If you had asked me three years ago...hell, even a year ago, what my end goal to therapy and process was, I would have told you that I wanted to be healed.  I wanted to be over my abuse. This had been my end goal since I started therapy in 2008. You see, I had assumed that going to therapy (or counseling, if you will) was like going to the doctor for treatment: that after I had done the right number of session and went through the right process, I would be healed. I would be "over it."

This kind of mindset led to a lot of frustration. I would find myself being triggered in various situations, then punishing myself for my reactions and feelings. That mindset seems so foreign to me now, but back then it was the status quo. I believed that this is how other survivors were and that I wasn't doing enough to make myself "get over" my abuse.

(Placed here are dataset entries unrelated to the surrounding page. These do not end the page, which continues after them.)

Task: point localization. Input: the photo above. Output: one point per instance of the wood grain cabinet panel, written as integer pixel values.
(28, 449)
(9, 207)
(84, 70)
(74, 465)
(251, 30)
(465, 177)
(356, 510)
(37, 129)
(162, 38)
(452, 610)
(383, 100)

I was convinced that if I just took the right steps: read the right book, listened to the right therapists, wrote the right words, that I would become healed and I would finally be like "normal" people. That is, I would be like those who had never been abused.

But that's not what happened. Wounds of the mind are not as easy to heal as wounds of the body. Bodily wounds have a process: clean the wound, bandage it, and wait. Sometimes you change the dressing, but the healing comes naturally. The body does what it needs to. But the mind doesn't heal like the body. You don't just dress it and wait. Instead, the mind builds mechanisms in order to protect itself. It's like being burned by hot metal. After being burned, you're more aware of how hot the metal and take extra precautions. You may jerk your hand back prematurely, wary of  your ability to handle the stove or the toaster.

That's what the mind does. It takes the circumstances of the abuse and applies it to any similar situation. Hence being triggered.  My husband's hair falls like my brother's: trigger. I feel the same pleasure my body used to feel: trigger. An authority figure puts me in the same power dynamics of my childhood: trigger. The task then becomes, for me, how to undo those defenses and coping with the situation, rather than letting my mental defenses do their job--something I'm still working on. Because, if I submit to my triggers, it just reinforces all the power my abuse has lorded over me.